Cyclicals lead rally Dow adds 15.14

September 29, 1994|By Bloomberg Business News

NEW YORK -- U.S. stocks rose yesterday, led by economically sensitive issues, amid optimism the Federal Reserve's apparent decision Tuesday not to raise interest rates will enable the economy and corporate profits to keep growing.

"While the Fed inactivity has been viewed as bad for the bond market, there's now the prospect for continued growth in the economy, increasing pricing flexibility for companies and continued growth in corporate profits," said James Solloway, director of research at Argus Research Corp.

The Fed has raised rates five times this year in its continuing campaign to keep inflation in check. Higher rates are bad for stocks because they encourage people to put their money in fixed-rate investments that are perceived as less risky. They also boost corporate borrowing costs, which hurts profits.

The Dow Jones industrial average rose 15.14, to 3,878.18, its highest since Sept. 19. The average's 46.43-point advance over the last three days recaptured almost half of last week's 101.6-point, or 2.6 percent percent, decline.

Shares of so-called cyclical stocks sensitive to swings in the economy -- Caterpillar Inc., AlliedSignal Inc., Du Pont Co. and Aluminum Co. of America -- led the advance. The Morgan Stanley cyclical index rose 1.65, to 300.13.

Among broader measures, the Standard & Poor's 500 index gained 2.79, to 464.84, its highest since 470.85 on Sept. 19. The advance was led by shares of telephone, oil and chemical companies.

Shares of regional Bell telephone companies gained for a second day, after Nynex Corp. submitted a plan to New York state regulators that would eliminate a limit of 12 percent return on equity from the company's local phone operations. The provision is seen boosting profits.

Shares of Nynex gained 87.5 cents, to $38.875; Southwestern Bell Corp. rallied $1.25, to $43.50; BellSouth Corp. gained 87.5 cents, to $57.75; and U S West Inc. climbed 62.5 cents, to $39.625.

Chemical stocks were led higher by Dow Chemical Co., which rose $1.875, to $78.50. The Midland, Mich., company is teaming with the Russian gas giant RAO Gazprom in a potential bid to buy three chemical plants once run by the East German Communist government. The plants make ethylene and ethylene derivatives, products used in the manufacture of most plastics.

The Nasdaq composite index climbed 4.64, to 760.01, its biggest one-day rise since a 5.82-point advance on Sept. 13.

Advancing stocks outpaced decliners by about 7-to-4 on the New York Stock Exchange, where about 330.3 million shares traded hands. The three-month daily average volume is 272 million shares.

Douglas Person, vice president at Bridges Investment Counsel in Omaha, Neb., a manager of $600 million in assets, is betting on cyclical stocks, because he thinks that the economy will continue to expand and that interest-rate increases to date won't quash earnings.

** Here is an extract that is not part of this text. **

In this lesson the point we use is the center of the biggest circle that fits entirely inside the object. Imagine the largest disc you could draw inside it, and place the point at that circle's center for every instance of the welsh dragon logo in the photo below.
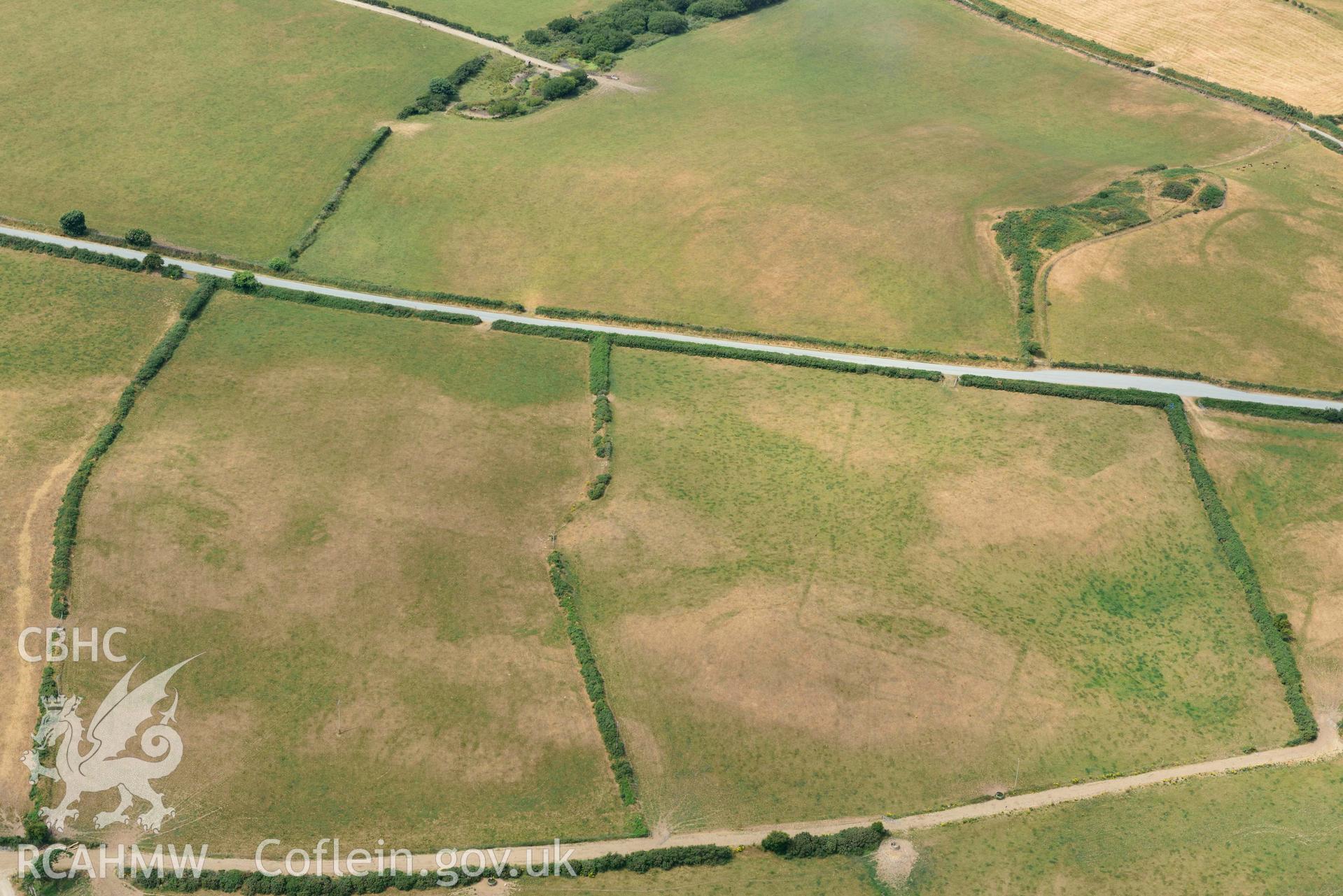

"Investors now seem to be driven more by the perception that earnings will increase dramatically than interest rates will put a lid on stock price performance," he said. "If there's leadership in the market now, clearly it's in the cyclicals."

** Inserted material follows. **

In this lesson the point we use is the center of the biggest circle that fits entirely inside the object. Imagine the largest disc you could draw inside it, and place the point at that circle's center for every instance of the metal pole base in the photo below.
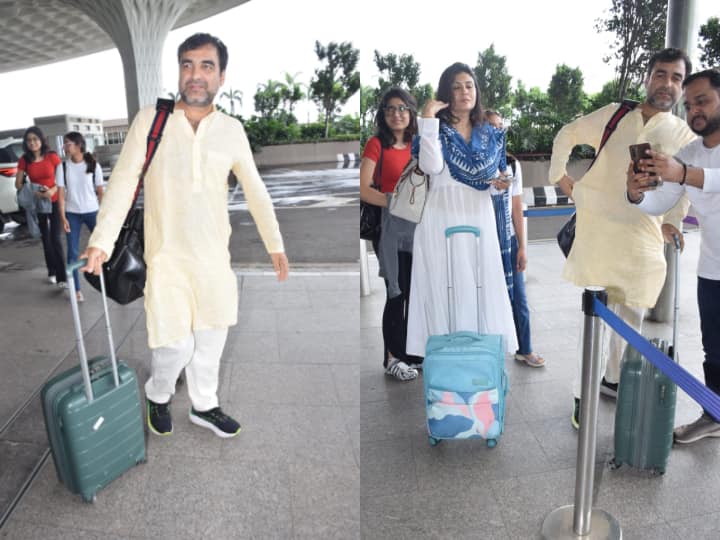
(558, 525)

Mr. Person said part of the rise in big, economically sensitive stocks could be the desire of investors to own shares of companies whose prices don't rise and fall dramatically. "Sometimes investors like to seek large-cap safety and more liquidity," he said.

Mr. Person also likes shares of companies that maintain a dominant share of their industries, including Microsoft Corp. and Motorola Inc.

Mexican stocks traded in the United States tumbled after the secretary-general of the nation's ruling party was shot in Mexico City. Telefonos de Mexico SA's series L American depositary receipts, each representing 20 series L shares, declined $1.25, to $63.125. Coca-Cola Femsa SA's ADRs, each representing 10 series L shares, closed at 36 7/8, down 1.